Un voto che unisce maggioranza e opposizione
Il documento, presentato dal consigliere Detjon Begaj (Coalizione Civica), ha trovato l’appoggio immediato di più gruppi consiliari: Partito Democratico, Coalizione Civica, Anche tu conti e Lepore sindaco. Una convergenza non scontata che dimostra come, su un tema tanto delicato, la tutela dell’occupazione riesca ancora a unire sensibilità politiche diverse.
Nell’ordine del giorno si invita inoltre l’amministrazione a farsi parte attiva nell’attivare tutti i canali istituzionali di confronto, strumenti che hanno come obiettivo proprio quello di evitare licenziamenti collettivi unilaterali decisi dalle aziende. In altre parole, la richiesta è di riportare al tavolo di concertazione una vertenza che rischia di avere pesanti ripercussioni sul tessuto sociale e produttivo locale.
Un segnale alla città e all’azienda
Il voto del Consiglio non ha naturalmente un valore vincolante per Yoox, ma rappresenta un messaggio politico forte e un segnale di attenzione per i lavoratori.

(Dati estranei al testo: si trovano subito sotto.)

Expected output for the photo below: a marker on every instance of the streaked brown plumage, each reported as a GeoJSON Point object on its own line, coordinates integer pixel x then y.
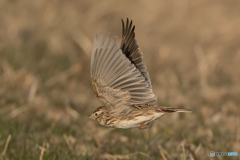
{"type": "Point", "coordinates": [121, 81]}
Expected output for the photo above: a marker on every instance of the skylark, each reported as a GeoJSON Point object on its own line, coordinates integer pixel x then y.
{"type": "Point", "coordinates": [121, 81]}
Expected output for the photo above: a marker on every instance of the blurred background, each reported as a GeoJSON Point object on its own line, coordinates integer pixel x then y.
{"type": "Point", "coordinates": [192, 52]}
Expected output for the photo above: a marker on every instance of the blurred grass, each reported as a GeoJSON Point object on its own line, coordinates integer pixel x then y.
{"type": "Point", "coordinates": [192, 52]}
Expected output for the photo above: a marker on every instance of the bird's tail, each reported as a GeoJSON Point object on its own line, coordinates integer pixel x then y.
{"type": "Point", "coordinates": [170, 110]}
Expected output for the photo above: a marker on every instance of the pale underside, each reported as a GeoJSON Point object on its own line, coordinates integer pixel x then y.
{"type": "Point", "coordinates": [134, 123]}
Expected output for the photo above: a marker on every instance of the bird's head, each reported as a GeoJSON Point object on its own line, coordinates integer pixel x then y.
{"type": "Point", "coordinates": [100, 115]}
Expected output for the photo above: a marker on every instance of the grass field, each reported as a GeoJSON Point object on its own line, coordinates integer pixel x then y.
{"type": "Point", "coordinates": [191, 49]}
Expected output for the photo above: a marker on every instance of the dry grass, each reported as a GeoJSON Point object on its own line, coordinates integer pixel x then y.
{"type": "Point", "coordinates": [192, 51]}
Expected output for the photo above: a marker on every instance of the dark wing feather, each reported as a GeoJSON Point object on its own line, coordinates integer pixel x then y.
{"type": "Point", "coordinates": [116, 81]}
{"type": "Point", "coordinates": [132, 50]}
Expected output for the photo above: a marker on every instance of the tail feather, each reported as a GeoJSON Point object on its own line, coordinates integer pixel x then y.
{"type": "Point", "coordinates": [169, 110]}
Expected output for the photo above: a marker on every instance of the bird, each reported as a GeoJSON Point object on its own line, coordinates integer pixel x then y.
{"type": "Point", "coordinates": [121, 82]}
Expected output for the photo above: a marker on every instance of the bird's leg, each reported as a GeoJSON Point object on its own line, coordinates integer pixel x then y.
{"type": "Point", "coordinates": [142, 126]}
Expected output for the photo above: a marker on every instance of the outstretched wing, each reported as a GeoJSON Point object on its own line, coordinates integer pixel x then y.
{"type": "Point", "coordinates": [131, 49]}
{"type": "Point", "coordinates": [116, 79]}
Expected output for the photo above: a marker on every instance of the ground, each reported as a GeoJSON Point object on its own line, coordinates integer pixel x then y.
{"type": "Point", "coordinates": [192, 52]}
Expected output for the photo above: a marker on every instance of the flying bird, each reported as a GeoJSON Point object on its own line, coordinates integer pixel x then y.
{"type": "Point", "coordinates": [121, 82]}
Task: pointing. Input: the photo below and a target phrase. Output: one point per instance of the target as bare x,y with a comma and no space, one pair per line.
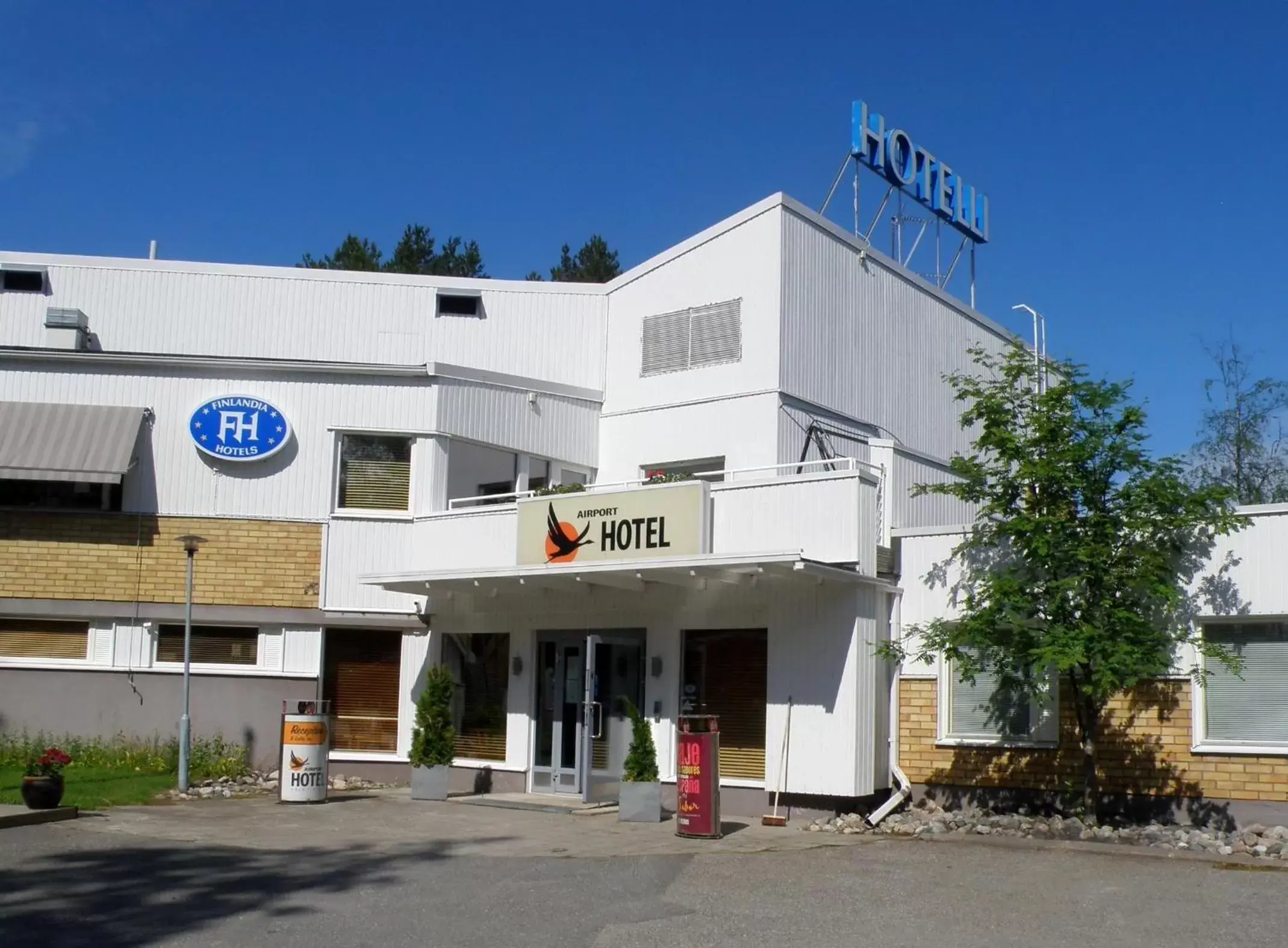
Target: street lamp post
190,546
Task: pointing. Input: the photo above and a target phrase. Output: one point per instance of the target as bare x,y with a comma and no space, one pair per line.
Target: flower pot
639,803
429,782
42,793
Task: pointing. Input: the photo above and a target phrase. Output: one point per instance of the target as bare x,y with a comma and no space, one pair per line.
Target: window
692,338
210,644
539,473
361,681
60,495
726,673
22,280
375,473
987,711
481,665
459,304
1249,708
30,638
705,467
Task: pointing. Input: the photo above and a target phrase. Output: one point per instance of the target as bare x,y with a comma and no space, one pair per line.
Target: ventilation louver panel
692,338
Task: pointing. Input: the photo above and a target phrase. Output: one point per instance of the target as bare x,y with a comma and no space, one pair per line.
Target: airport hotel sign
597,527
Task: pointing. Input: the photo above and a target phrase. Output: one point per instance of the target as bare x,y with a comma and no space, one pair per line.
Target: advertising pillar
306,744
697,777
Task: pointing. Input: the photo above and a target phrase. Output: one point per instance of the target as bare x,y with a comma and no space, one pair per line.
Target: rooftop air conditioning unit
66,329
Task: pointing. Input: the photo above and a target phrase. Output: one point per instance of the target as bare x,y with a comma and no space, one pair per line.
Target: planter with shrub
43,782
641,799
433,738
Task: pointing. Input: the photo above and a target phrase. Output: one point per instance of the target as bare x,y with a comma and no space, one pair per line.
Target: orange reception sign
308,733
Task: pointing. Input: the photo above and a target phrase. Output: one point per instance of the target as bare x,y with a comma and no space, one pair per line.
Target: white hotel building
402,521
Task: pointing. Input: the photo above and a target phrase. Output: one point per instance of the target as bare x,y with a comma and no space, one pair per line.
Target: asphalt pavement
133,880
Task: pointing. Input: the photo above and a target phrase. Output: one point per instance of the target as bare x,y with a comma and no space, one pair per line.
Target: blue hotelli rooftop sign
919,173
238,428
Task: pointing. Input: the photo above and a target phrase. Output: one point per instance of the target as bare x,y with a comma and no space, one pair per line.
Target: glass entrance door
561,693
582,722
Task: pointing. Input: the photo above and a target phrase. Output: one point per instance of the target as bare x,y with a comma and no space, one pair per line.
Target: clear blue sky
1133,151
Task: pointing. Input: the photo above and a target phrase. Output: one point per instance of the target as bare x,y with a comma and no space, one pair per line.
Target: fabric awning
88,443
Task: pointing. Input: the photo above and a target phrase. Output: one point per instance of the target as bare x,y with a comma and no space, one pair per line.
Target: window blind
727,674
691,338
375,473
29,638
361,681
985,709
210,644
1252,709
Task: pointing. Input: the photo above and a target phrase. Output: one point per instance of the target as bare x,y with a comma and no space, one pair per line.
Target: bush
641,766
558,488
433,738
209,758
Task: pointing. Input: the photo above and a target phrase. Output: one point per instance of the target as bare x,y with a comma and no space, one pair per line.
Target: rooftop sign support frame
912,172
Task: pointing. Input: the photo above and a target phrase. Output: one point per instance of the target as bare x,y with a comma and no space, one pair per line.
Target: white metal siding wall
742,431
930,509
927,579
358,546
741,263
867,341
821,517
293,485
1260,573
557,426
285,313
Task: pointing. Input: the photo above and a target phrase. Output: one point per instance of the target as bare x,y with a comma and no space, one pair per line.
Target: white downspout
903,788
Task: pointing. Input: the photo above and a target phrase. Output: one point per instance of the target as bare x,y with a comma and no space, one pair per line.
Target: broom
774,820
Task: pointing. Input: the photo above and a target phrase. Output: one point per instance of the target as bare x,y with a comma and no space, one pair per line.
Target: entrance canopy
87,443
709,571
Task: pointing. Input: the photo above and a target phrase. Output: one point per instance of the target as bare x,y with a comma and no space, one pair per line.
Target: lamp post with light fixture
191,544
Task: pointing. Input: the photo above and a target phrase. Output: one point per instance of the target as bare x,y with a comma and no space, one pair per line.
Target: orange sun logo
562,538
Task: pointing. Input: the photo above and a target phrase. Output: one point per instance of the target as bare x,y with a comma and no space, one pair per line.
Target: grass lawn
90,787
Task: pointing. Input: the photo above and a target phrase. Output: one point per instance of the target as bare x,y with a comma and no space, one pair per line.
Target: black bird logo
563,540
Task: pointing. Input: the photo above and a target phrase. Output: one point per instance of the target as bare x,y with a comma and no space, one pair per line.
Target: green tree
1085,549
433,737
353,254
594,263
415,253
641,764
1240,437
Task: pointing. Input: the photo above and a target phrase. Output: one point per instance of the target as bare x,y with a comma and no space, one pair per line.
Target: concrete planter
641,803
429,782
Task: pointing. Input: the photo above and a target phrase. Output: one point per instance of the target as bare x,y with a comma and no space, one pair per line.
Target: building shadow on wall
1139,781
131,896
79,527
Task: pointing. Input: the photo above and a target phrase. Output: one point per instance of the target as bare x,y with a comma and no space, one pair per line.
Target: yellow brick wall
1144,747
128,557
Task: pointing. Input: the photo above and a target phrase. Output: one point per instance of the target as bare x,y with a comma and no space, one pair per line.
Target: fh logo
238,428
235,424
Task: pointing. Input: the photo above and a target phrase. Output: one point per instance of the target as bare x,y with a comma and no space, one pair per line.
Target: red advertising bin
697,777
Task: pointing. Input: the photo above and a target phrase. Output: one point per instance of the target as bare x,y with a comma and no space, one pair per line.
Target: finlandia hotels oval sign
238,428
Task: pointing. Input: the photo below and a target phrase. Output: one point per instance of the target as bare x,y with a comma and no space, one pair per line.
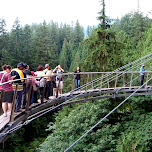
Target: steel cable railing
105,117
66,101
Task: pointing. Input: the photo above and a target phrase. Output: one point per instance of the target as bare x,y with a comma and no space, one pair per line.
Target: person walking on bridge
18,74
48,73
77,78
59,79
142,74
8,96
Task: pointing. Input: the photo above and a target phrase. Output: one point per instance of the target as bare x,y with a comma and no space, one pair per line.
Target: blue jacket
142,70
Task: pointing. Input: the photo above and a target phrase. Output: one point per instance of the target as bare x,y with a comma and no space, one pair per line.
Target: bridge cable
26,122
105,117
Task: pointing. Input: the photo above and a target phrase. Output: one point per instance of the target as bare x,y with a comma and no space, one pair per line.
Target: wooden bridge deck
81,96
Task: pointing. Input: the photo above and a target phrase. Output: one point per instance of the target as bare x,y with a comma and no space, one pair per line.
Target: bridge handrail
72,73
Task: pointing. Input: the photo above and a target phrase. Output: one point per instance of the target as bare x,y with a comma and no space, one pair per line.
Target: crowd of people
41,79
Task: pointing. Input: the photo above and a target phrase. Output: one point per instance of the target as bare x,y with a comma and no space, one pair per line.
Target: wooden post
101,81
124,79
43,93
1,99
147,79
116,81
13,104
131,80
28,95
87,81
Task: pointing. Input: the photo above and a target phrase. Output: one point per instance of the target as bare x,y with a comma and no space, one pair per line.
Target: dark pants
18,101
77,83
24,96
48,89
141,79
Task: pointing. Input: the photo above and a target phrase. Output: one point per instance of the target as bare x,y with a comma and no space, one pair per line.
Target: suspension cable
105,117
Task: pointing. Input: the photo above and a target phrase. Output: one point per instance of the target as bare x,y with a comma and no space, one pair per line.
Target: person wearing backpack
8,96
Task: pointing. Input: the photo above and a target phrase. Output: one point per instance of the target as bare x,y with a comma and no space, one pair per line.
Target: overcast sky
66,11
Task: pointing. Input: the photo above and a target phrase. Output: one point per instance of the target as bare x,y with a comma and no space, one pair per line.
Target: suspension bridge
122,82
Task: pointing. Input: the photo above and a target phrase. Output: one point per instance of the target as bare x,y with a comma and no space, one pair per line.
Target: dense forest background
105,48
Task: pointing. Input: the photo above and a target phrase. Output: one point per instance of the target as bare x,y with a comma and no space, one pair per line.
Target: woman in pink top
8,96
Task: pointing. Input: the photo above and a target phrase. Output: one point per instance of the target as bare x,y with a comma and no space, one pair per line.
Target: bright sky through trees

Da tempo le organizzazioni sindacali denunciano un progressivo ridimensionamento, e il piano di esuberi ha aggravato le preoccupazioni per il futuro occupazionale.
In questo contesto, la posizione unitaria del Consiglio comunale non è soltanto un atto simbolico: è anche un impegno a sostenere ogni iniziativa, dalle manifestazioni di piazza agli incontri istituzionali, che possa contribuire a riaprire la trattativa e a ridurre l’impatto sociale delle scelte aziendali.
La vicenda di Yoox, infatti, non riguarda esclusivamente un’azienda del settore moda e-commerce, ma tocca più in generale la capacità del territorio di difendere la qualità del lavoro e di gestire i cambiamenti imposti da mercati sempre più instabili e competitivi.